Scientists discover world’s oldest colour – bright pink
Scientists have discovered what they say are the world’s oldest colours – and they are bright pink.
The pigments were discovered after researchers crushed 1.1bn-year-old rocks found in a marine shale deposit, beneath the Sahara desert, in the Taoudeni basin in Mauritania, west Africa.
“Of course you might say that everything has some colour,” said the senior lead researcher, Associate Prof Jochen Brocks from the Australian National University. “What we’ve found is the oldest biological colour.”
Brocks compared it to finding a 100m-year-old T rex bone. “It would also have a colour, it would be grey, or brown, but it would tell you nothing about what kind of skin colour a T rex had,” he said.
“If you would now find preserved, fossilised skin of a T rex, so that skin still has the original colour of a T rex, say it’s blue or green, that would be amazing. That’s in principle what we’ve discovered … only 10 times older than the typical T rex.
“And the molecules we’ve found were not from a large creature but microscopic organisms because animals didn’t exist at that time. That’s the amazing thing.”
The colours were discovered by a Phd student, Nur Gueneli, who had crushed the rocks to a powder. She then extracted and analysed molecules of ancient organisms from the substance.
Gueneli said the pigments were more than half a billion years older than previous discoveries.
“The bright pink pigments are the molecular fossils of chlorophyll that were produced by ancient photosynthetic organisms inhabiting an ancient ocean that has long since vanished,” she said in a statement.
The research, supported by Geoscience Australia, was led by ANU and conducted with scientists from the US and Japan.

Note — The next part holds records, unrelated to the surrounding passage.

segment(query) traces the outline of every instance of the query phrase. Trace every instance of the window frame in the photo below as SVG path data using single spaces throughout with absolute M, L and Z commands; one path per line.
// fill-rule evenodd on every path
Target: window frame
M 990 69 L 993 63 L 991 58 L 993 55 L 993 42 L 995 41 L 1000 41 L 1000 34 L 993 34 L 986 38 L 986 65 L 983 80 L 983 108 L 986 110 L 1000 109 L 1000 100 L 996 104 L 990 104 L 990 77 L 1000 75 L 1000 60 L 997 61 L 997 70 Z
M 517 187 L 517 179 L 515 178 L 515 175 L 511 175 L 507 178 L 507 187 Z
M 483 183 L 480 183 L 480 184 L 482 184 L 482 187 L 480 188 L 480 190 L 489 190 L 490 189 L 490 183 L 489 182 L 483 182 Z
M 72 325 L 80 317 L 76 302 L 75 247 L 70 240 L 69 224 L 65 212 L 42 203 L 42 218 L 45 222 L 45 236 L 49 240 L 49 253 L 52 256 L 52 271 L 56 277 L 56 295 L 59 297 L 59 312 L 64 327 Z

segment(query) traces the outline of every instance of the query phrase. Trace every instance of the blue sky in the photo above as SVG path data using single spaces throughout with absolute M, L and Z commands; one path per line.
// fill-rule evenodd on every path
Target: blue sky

The rocks were sent to ANU from an oil company that was looking for oil underneath the rocks and sand of the Sahara desert about 10 years ago, Brocks said.
“They drilled a hole several hundreds metres deep and they hit a deep, black, oily shale,” he said. “It turned out to be 1.1bn years old, which is absolutely incredible.”
Brocks said when Gueneli, who is his student, had discovered the colours, he initially was in a state of disbelief.
“I remember I heard this screaming in the lab,” he said. “She came running into my office and said, ‘look at this,’ and she had this bright pink stuff.
“It turned out to be real pigment, 1.1bn years old.”
Brocks added that the discovery was “not just the coolness of having old, pink stuff”, but also helped to solve a “very major puzzle about life” – why large, complex creatures appeared so late in the Earth’s history.
While the Earth is about 4.6bn years old, Brocks said, animal-like creatures and other larger things like seaweed only emerged about 600m years ago.
When the researchers had analysed the structure of the pink molecule, they were able to find what had produced them – tiny cyanobacteria.
“They had been at the bottom of the food chain,” he said. “In the modern ocean we have algae at the bottom of the food chain. Microscopic algae are still very small but they are still 1,000 times bigger than cyanobacteria.
“And you need these larger particles as a food source for larger creatures to evolve. Looking at our molecules it became clear … there was no food source for larger creatures. It solves a very old question.”
Asked how he felt when he realised they had discovered the world’s oldest colours, Brocks said: “My first thought was just ‘wow’. I was just awestruck that these molecules can survive for such a long time.
“What I didn’t know was that these molecules could also solve a big scientific question.”